Cuz it’s quik set concrete. You don’t pre mix. Just water. But what he is doing will clump up and not be solid . Depends on amount used. I’m curious to see it now
Had a hole in a dirt and gravel drive way where a small tree was pushed out ( young pine about 15 to 20 ft tall). Couldn't keep it filled. Filled it in for 2 yrs and would still come back. So, got the idea to fill it with some dirt and poured about half bag of of quickcrete over then watered it down real good. Problem sovled. Reappearing hole ceased to reappear! Lived there for 8 more yrs before moving and hole never did come back over the time i lived there.
Purchase straight Portland cement, anything else is full of filler rocks, you already have the rocks. In Australia they use latex polymers for road stabilization, probably just floor wax tilled and packed down.
Not meaning to kick you in the shin please if you could invest in a better camera. The one you have when you move around it’s hard to look at without getting dizzy. Thank you sir for sharing.
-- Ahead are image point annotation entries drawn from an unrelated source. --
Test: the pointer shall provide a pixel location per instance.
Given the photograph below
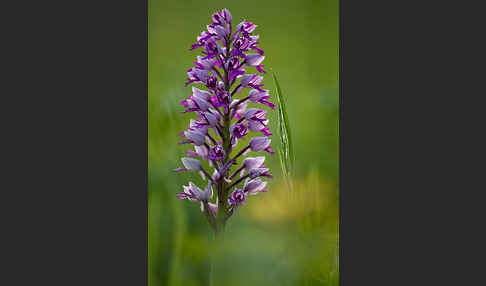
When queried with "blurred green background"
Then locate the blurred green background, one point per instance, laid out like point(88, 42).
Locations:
point(281, 237)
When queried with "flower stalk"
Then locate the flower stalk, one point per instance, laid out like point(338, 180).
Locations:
point(227, 52)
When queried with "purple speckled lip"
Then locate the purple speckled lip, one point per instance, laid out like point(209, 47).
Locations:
point(223, 120)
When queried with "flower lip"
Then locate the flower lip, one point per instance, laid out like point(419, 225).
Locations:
point(254, 59)
point(191, 164)
point(259, 143)
point(238, 197)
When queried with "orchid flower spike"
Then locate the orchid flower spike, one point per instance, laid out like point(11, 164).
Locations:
point(223, 120)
@@bleumeanyontherampage2136 Because he has created like a half inch thick concrete slab over loose gravel that he is going to drive heavy trucks on. It will crack almost immediately and will then be loose large sheets of concrete.
@@Defender_Tom Yep. I'd get a solid surface. But given my 1/4 km long and steep driveway, and that we get snow, I'm ok with gravel. Solid surface would be a schit show when icy.
To fix my place that washes out on a hill, the cheapest estimate was $6000. I make less than $1500 a month social security. I sorted and place aggregates by hand, used fines made of cheap torn bags of concrete mixed with hand sifted limestone fines. A dumpster dive piece of 4" conduit for a culvert pipe. I pretended I was a kid in a sandbox. Never washed out again.